Kariton ng Gulay
2023 (in collaboration with Mark DeRespinis and Shirley Janairo Roth)
In Kariton ng Gulay, I explore how access to staple foods impacts immigrant communities through my mother’s experience. My mom, Shirley Janairo Roth, emigrated from the Philippines to the United States in the 1960s, eventually settling in Northern Virginia where she became a beloved cooking instructor and restaurateur. Due to the inaccessibility of Philippine produce, my mom frequently used substitutions for essential ingredients, which led me to ask, “what would it mean to give my mom access to vegetables that are central to her cooking?”
Commissioned by the Boulder Museum of Contemporary Art for the exhibition agriCULTURE: Art Inspired by the Land, I was partnered with Mark DeRespinis, farmer/owner of Esoterra Culinary Garden.
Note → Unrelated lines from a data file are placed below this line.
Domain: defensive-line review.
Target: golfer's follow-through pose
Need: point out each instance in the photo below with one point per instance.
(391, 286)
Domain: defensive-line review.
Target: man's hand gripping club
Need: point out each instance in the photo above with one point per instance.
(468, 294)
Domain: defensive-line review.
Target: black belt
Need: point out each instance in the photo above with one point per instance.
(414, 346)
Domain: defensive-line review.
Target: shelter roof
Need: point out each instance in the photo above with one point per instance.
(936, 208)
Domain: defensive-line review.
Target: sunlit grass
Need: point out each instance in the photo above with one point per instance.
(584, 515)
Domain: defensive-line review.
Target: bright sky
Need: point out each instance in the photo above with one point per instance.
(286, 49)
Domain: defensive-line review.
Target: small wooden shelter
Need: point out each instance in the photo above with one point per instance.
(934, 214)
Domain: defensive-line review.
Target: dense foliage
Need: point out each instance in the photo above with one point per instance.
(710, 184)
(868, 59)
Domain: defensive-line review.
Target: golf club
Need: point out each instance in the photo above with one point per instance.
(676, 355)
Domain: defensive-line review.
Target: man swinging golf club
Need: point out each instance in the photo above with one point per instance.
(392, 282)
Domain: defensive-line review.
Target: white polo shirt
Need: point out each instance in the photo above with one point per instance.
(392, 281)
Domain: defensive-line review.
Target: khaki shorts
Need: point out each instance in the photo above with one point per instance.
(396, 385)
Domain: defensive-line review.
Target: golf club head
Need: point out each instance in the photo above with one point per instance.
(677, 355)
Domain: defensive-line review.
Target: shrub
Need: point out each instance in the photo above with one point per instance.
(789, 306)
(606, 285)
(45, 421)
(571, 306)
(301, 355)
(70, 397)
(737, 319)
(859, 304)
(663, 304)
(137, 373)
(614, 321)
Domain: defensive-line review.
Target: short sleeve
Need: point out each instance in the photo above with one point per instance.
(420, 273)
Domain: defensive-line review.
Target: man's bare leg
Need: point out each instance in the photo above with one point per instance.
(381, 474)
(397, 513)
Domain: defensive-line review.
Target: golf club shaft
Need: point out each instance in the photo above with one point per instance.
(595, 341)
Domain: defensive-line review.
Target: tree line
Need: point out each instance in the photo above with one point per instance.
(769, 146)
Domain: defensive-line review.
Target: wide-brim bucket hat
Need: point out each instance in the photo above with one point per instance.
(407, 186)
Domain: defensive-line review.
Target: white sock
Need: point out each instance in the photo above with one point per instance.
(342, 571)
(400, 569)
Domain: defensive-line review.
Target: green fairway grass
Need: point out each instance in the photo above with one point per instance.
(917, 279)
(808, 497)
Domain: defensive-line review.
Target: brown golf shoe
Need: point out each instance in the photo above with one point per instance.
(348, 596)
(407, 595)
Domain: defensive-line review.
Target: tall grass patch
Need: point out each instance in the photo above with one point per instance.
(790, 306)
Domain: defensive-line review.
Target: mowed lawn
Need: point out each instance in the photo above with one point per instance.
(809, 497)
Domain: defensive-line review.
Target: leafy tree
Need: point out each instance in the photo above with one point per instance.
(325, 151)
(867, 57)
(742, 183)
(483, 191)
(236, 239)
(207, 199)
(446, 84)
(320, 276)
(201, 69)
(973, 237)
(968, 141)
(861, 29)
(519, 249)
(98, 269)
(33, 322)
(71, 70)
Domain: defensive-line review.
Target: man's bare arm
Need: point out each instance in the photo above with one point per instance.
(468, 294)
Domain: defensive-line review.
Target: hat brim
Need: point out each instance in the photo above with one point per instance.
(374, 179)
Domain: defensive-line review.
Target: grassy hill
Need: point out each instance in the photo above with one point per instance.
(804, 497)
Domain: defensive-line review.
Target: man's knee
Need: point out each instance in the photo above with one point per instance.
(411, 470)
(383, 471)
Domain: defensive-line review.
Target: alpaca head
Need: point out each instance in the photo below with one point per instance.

Mark pushes the boundaries of what is planted through his work with innovative chefs. Inspired by my mom’s story, Mark agreed to grow kangkong, a Philippine vegetable staple strictly regulated by the US because it can grow prolifically in waterways.
In parallel, I built a food cart inspired by those found throughout Manila in order for my mom to cook and serve DeRespinis’ kangkong to the public. The cart is carved and adorned in gold leaf with botanical illustrations of kangkong from the book Flora de Filipinas (1837) and in the style of James McNeill Whistler’s Peacock Room (1877), a to reference the nineteenth-century Western imagination of Asia. Through these layers, the cart became an emblem of how, as DeRespinis said, “people, plants, plates, and place” continuously intersect through diasporic migration, cross-cultural representation, and approximation.